SenseVoice sensevoice-onnx模型每次识别新的（之前没有见过的）输入语音都要加载10几秒，很影响推理效率，这个问题如何解决？

Notice: In order to resolve issues more efficiently, please raise issue following the template. （注意：为了更加高效率解决您遇到的问题，请按照模板提问，补充细节）

🐛 Bug

To Reproduce

Steps to reproduce the behavior (always include the command you ran):

Run cmd '....'
See error

Code sample

Expected behavior

Environment

OS (e.g., Linux):
FunASR Version (e.g., 1.0.0):
ModelScope Version (e.g., 1.11.0):
PyTorch Version (e.g., 2.0.0):
How you installed funasr (pip, source):
Python version:
GPU (e.g., V100M32)
CUDA/cuDNN version (e.g., cuda11.7):
Docker version (e.g., funasr-runtime-sdk-cpu-0.4.1)
Any other relevant information:

Additional context

Oct 10 '24 02:10 Nicksooooo

不只是启动模型的第一次输入语音，而是每次输入新的语音后，都要加载模型10几秒，很影响效率，如何解决

Oct 10 '24 02:10 Nicksooooo

请教一下onnx模型推理如何指定gpu？我按照model = SenseVoiceSmall(model_dir, batch_size=10, quantize=False, disable_update=True, device_id=1)设置device_id参数并查看nvtop，貌似设置无效。

Dec 17 '24 02:12 Jimmy-L99

Feel free to reference this repo. It is an end-to-end version that includes the STFT process. Simply provide the audio input to obtain the ASR result. You can also customize the model parameters to export a more efficient version than the official one.

If you are using a Windows system, start by running pip install onnxruntime-directml --upgrade and set the execution provider to DmlExecutionProvider for easy GPU usage.
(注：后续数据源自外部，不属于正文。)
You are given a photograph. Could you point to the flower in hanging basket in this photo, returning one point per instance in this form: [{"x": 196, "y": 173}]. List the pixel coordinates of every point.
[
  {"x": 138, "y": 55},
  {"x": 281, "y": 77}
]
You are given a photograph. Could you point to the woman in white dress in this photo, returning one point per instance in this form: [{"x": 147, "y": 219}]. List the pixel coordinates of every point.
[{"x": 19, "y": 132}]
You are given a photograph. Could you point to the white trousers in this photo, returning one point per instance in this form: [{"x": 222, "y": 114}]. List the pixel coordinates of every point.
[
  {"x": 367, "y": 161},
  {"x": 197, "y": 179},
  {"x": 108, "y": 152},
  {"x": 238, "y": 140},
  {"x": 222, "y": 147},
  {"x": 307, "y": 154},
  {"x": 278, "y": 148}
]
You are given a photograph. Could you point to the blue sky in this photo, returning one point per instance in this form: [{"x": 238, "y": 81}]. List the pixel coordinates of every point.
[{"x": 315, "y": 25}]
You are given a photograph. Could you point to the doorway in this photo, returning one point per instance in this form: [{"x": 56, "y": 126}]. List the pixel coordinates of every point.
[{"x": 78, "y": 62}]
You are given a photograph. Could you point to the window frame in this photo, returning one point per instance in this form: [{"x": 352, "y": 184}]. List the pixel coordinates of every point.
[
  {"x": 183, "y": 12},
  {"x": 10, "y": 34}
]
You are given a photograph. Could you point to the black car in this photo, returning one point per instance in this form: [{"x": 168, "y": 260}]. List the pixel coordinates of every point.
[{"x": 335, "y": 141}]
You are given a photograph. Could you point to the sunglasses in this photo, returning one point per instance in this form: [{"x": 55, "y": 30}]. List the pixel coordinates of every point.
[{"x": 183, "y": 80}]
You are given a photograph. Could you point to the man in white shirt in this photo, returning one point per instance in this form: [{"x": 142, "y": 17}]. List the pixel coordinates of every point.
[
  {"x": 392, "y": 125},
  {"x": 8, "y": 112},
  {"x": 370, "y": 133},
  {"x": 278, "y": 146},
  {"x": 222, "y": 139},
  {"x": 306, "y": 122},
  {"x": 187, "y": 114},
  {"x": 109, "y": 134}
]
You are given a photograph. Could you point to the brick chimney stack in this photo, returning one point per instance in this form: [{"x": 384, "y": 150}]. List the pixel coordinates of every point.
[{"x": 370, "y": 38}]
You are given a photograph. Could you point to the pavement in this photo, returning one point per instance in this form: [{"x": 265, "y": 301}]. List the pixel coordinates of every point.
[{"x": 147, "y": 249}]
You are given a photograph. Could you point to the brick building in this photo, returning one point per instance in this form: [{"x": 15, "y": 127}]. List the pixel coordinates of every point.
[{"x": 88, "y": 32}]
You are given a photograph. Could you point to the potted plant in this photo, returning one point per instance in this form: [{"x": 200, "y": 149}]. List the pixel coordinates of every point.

Besides, the NVIDIA GPU series, try pip install onnxruntime-gpu --upgrade and set the provider to CUDAExecutionProvider. This should work. Refer to the official documentation for more details on GPU settings.

欢迎参考此仓库。该版本是一个包含 STFT 处理的端到端版本。只需提供音频输入，即可获取 ASR 结果。您也可以自定义模型参数，以导出比官方版本更高效的模型。

如果您使用的是 Windows 系统，可以先运行 pip install onnxruntime-directml --upgrade，并设置为 DmlExecutionProvider，更方便地使用 GPU。此外, NVIDIA 系列的 GPU，可以尝试运行 pip install onnxruntime-gpu --upgrade，并设置为 CUDAExecutionProvider，也应该正常工作。更多 GPU 设置信息，请参考官方文档。

Dec 17 '24 05:12 DakeQQ